Niet wettig en overtuigend is bewezen hetgeen aan verdachte primair ten laste is gelegd.
Dat de verdachte met zijn handelen jegens [aangever 1], het opzet had om hem zwaar lichamelijk letsel toe te brengen, is noch uit de processtukken, noch uit het verhandelde ter terechtzitting af te leiden. Daaruit valt evenmin af te leiden dat er sprake is geweest van voorwaardelijk opzet.
Van voorwaardelijke opzet zou sprake zijn als de verdachte zich willens en wetens heeft blootgesteld aan de aanmerkelijke kans dat het slachtoffer zwaar lichamelijk letsel zou oplopen. De beantwoording van de vraag of de gedraging de aanmerkelijke kans op een bepaald gevolg in het leven roept, is afhankelijk van de omstandigheden van het geval, waarbij betekenis toekomt aan de aard van de gedraging en de omstandigheden waaronder deze is verricht.
De verdachte heeft een elastisch vliegertouw van kunststof om de hals van het slachtoffer gedaan en dat touw vervolgens aangetrokken. De kans dat door die handeling bij het slachtoffer zwaar lichamelijk letsel op zou treden, kan naar algemene ervaringsregels niet als aanmerkelijk worden beschouwd, nu niet duidelijk is welk letsel dat dan zou moeten zijn en temeer omdat -zo blijkt uit de verklaringen van [getuige 1], [getuige 2] en de verdachte- het touw brak, toen de verdachte en het slachtoffer daar aan trokken.
De verdachte moet dan ook van het primair ten laste gelegde worden vrijgesproken.
De rechtbank acht wettig en overtuigend bewezen dat de verdachte het subsidiair ten laste gelegde feit heeft begaan op de wijze als hierna vermeld, namelijk dat
hij op 07 mei 2008 te Maarsbergen, gemeente Utrechtse Heuvelrug, opzettelijk [aangever 1] heeft mishandeld, immers heeft hij een touw om de hals/nek van die [aangever 1] gedaan en vervolgens (terwijl hij, verdachte, zich achter die [aangever 1] bevond) dat touw met kracht aangetrokken en aangetrokken gehouden, waardoor voornoemde [aangever 1] letsel heeft bekomen en pijn heeft ondervonden.
Voor zover in het bewezen verklaarde deel van de tenlastelegging taal- en/of schrijffouten voorkomen, zijn deze in de bewezenverklaring verbeterd.
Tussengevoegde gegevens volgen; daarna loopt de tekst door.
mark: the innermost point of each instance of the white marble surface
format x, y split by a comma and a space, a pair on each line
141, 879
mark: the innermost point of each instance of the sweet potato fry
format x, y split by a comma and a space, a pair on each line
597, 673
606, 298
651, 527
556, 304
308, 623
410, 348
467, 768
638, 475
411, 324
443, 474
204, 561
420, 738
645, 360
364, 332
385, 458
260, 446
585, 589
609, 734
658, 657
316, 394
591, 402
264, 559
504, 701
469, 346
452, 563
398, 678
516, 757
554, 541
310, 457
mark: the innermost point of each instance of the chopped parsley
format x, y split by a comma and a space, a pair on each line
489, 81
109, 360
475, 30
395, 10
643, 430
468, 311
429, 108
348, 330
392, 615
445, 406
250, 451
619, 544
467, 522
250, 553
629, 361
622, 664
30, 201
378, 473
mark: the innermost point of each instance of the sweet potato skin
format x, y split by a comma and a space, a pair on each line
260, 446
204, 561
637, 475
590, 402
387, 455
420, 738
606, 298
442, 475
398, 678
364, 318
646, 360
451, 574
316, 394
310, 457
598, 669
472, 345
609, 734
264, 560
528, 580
De verdachte is daardoor niet in zijn verdediging geschaad.
Hetgeen meer of anders is ten laste gelegd is niet bewezen. De verdachte moet hiervan worden vrijgesproken.
De rechtbank grondt haar overtuiging dat de verdachte het bewezenverklaarde heeft begaan op de feiten en omstandigheden die in de bewijsmiddelen zijn vervat.
Dat de verdachte [aangever 1] opzettelijk heeft mishandeld door een touw om de hals en nek van [aangever 1] te doen en vervolgens, terwijl de verdachte zich achter hem bevond, dat touw met kracht aan te trekken en aangetrokken te houden wordt gegrond op de aangifte van [aangever 1] en de bekennende verklaring van de verdachte bij de rechter-commissaris , welke verklaring door de verdachte ter terechtzitting is bevestigd .
Dat het slachtoffer als gevolg van voormeld handelen van de verdachte pijn heeft ondervonden en letsel heeft bekomen wordt afgeleid uit de aanvullende verklaring van het slachtoffer en de foto’s van de striemen op de hals en nek van het slachtoffer .
De strafbaarheid van het feit
Er is geen omstandigheid aannemelijk geworden die de strafbaarheid van het bewezenverklaarde uitsluit, zodat dit strafbaar is.
Het bewezenverklaarde levert het navolgende strafbare feit op.
De strafbaarheid van de verdachte
Er is geen omstandigheid aannemelijk geworden die de strafbaarheid van de verdachte uitsluit. De verdachte is dus strafbaar.
Motivering van de op te leggen sanctie
De officier van justitie heeft ter terechtzitting gevorderd dat verdachte ter zake van het primair ten laste gelegde feit wordt veroordeeld tot -kort gezegd- 150 dagen jeugddetentie, met aftrek, waarvan het onvoorwaardelijke deel gelijk is aan het voorarrest en het restant voorwaardelijk wordt opgelegd, met een proeftijd van 2 jaren en als bijzondere voorwaarde dat de verdachte zich gedurende die proeftijd houdt aan de aanwijzingen van de gezinsvoogd.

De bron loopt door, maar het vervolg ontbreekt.